Crowds rarely have integrity. For all the reservations people expressed about Donald Trump before he arrived to speak at the American Israel Public Affairs Committee’s annual policy conference—the misogynistic posturing, the crudeness of public statements about various groups, the vacuity of his public pronouncements on policy—all it took was a few assurances about Israel to have people on their feet. Not that the crowd should have been rude. To treat a guest politely is appropriate.
The much-publicized Rabbi walkout was a mistake—you do not invite someone to your house and then turn your back on them. But the deeper question is how does one behave when a candidate says, “I’m not here to pander” as Trump did, before saying everything he knows the crowd wishes to hear? Manners do not mandate agreement. Applause, like tipping, is not an obligation but a gratuity.
As I sat and kept my hands still, I did warm to the content of certain things Trump said. But a political message is not a mathematical formula, independent of the one who declares its validity. Political messages are tied to the messenger. Sitting in the vast auditorium and speaking to people afterwards, three observations occurred about the nature and content of Trump’s talk.
1. He didn’t speak off the cuff. He read from a Teleprompter, a device he has mocked other politicians for using, even saying that one who runs for President shouldn’t be allowed to use them. The prompter served him well, however. As a result of that and some preparation, his address had far more content than previous talks. He spoke cogently about Hamas and Hezbollah, about the threat of Iran and the Israel-America relationship. The speech did not approach the level of foreign policy sophistication of Hillary Clinton’s talk in the morning, but certainly surprised those who believed it would be a trail of smoke and bluster. That he is able to absorb and communicate policy particulars is clear.

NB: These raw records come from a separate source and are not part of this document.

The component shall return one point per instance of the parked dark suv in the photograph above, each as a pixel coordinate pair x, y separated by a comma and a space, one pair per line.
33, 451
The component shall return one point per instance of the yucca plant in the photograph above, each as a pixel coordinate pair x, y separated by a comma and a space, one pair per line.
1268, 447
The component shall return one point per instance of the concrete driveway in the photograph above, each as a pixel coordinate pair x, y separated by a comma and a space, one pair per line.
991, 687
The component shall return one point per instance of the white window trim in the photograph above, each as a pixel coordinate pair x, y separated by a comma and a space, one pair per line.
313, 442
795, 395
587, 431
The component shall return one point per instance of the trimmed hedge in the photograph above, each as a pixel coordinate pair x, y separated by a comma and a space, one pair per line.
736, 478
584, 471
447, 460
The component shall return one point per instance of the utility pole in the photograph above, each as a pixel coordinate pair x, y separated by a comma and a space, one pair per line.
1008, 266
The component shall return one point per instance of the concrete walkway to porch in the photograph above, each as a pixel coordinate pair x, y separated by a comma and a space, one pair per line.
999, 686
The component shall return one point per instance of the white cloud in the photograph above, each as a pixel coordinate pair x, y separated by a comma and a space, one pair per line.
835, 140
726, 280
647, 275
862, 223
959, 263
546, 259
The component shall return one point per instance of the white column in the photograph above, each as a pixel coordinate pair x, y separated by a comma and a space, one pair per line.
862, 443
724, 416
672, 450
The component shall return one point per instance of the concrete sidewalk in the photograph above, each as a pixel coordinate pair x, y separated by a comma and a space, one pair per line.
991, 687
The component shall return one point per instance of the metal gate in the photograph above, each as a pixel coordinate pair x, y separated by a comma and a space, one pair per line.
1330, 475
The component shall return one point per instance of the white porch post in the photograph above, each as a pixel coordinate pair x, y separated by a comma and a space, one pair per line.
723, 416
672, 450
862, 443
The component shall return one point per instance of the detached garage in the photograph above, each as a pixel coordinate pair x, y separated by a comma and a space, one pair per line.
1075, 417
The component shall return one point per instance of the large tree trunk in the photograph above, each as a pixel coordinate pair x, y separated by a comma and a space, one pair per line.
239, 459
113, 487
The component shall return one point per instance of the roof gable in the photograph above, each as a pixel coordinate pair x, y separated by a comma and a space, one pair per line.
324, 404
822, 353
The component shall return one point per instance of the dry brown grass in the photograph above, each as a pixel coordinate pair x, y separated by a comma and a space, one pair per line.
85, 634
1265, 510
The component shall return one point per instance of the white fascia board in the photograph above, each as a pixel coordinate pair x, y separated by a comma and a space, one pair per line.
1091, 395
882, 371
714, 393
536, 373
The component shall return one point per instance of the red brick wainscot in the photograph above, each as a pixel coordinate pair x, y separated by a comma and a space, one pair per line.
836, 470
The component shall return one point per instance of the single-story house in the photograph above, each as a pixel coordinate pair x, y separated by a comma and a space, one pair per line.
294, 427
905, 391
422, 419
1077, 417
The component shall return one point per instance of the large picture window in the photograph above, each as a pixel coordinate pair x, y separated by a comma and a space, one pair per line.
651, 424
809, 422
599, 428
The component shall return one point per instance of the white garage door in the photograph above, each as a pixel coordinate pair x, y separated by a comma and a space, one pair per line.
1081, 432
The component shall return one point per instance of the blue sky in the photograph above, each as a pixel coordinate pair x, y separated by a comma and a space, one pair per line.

2. When he did improvise, he wandered into the thicket of self-reverence. His claim to have studied the Iran deal “in more detail than anyone else” was met with a smattering of derisive laughter. He doubled down, insisting that he had, thereby shocking experts in Israel, America and elsewhere, as well as academics and others sitting in the hall, a number of whom have devoted their lives to nuclear studies or Iranian studies or both. His boast about being the Grand Marshal for an Israeli Day parade did not strike the people I spoke with as a serious credential. The election isn’t for prom king.
3. He didn’t address many important issues. Trump’s speech did not address anything beyond the confines of the Israel-American relationship. The larger questions of the Middle East, or immigration in the U.S. or Europe, were left mostly untouched. In that sense this was a careful speech. The Jewish philosopher Hermann Cohen said that in the idea of the stranger Judaism was born. Indeed before he spoke there was a presentation of what Israel has done to help Syrian refugees. Trump was speaking to a crowd sensitive to the idea of the stranger, the dispossessed, those desperate for hope. Evading the issue was a wise strategy. A retread of xenophobia would have ruined the effect.
Walking back to the hotel afterwards I asked one young woman what she thought. “Well, it was exciting and that’s all that matters,” she said. Yes, it is all that matters if your goal is to be entertained. But a voter is not a fan, and a candidate is not a celebrity. The stakes are as high as they could be. Neither resentment nor enchantment are adequate to decide—there has to be thought, testing, understanding.
I left the conference thinking about the words of Rabban Gamliel two thousand years ago. He declared that no one should be admitted to the house of study whose inside is not like his outside. I wondered who among the candidates would have passed the Rabbi’s exacting test. And who, clearly, would not.